6) Muito próximas dessa exibição do corpo como objeto aparecem ainda duas modalidades de exposição violadora: a dos assassinatos flagrados por câmeras de segurança e a de cadáveres originados de mortes violentas, seja de crimes ou acidentes de trânsito. Esta segundo modalidade não é o carro chefe das redes nacionais de TV e dos grandes portais na internet, mas não está ausente deles, aparecendo com relativa frequência. Já nas televisões regionais, em especial no interior do país e nos programas do telejornalismo policial, chega-se ao paroxismo de exibir da forma mais crua corpos mutilados, vítimas agonizantes, etc. É uma normalização do obsceno em grande escala. Nessa obscenidade os grandes portais investem também, mas o fazem através daquela primeira modalidade, a dos vídeos das câmeras de segurança.  A diferença é que em grande parte dos casos, os assassinatos das câmaras de segurança são encobertos. Há alguns anos era comum que fossem apresentados mas hoje, com o público já viciado, basta apresentar algumas cenas do que as câmeras registraram.

O quadro geral é esse. Muitas coisas poderiam ser acrescentadas a ele. Por exemplo, o imenso universo do que Manuel Castells chamou de auto-comunicação de massas (as redes, os blogs, o compartilhamento de mensagens, vídeos e imagens pelos celulares, etc.).  Se entrássemos aqui o horror só faria crescer. Certamente, nesse caso, temos também muitas tendências de uma nova mídia, livre dos vícios nefastos da grande mídia brasileira. Contudo, viceja ai também o pântano da submídia que repercute, até de forma mais chocante, o universo da violência presente nas grandes redes.

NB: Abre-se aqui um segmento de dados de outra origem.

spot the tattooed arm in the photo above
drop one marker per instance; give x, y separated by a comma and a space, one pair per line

Muito provavelmente, sem que a percepção fosse trabalhada maciçamente por essas formas que violam o pensamento, a compreensão, o gosto, a experiência do que é aceitável e do que não é, as interdições em relação ao mundo público e ao mundo privado, e que promovem atitudes e personagens antidemocráticos, o golpe não teria espaço para vingar no Brasil. Compreender as diversas regressões mentais, sociais, políticas e estéticas operadas pela mídia dominante no Brasil é a tarefa prévia para imaginar um sistema de comunicação democrático. Certamente, se houver luz e câmera no final do túnel escuro que atravessamos hoje, não bastará que a comunicação ganhe caráter público. Ela terá que começar encontrando formas de curar as lesões profundas causadas por esses anos em que, para a maior parte da população brasileira, a mídia tem funcionado como um campo de extermino mental.

Bajonas Teixeira de Brito Júnior – doutor em filosofia, UFRJ, autor dos livros Lógica do disparate, Método e delírio e Lógica dos fantasmas, e professor do departamento de comunicação social da UFES.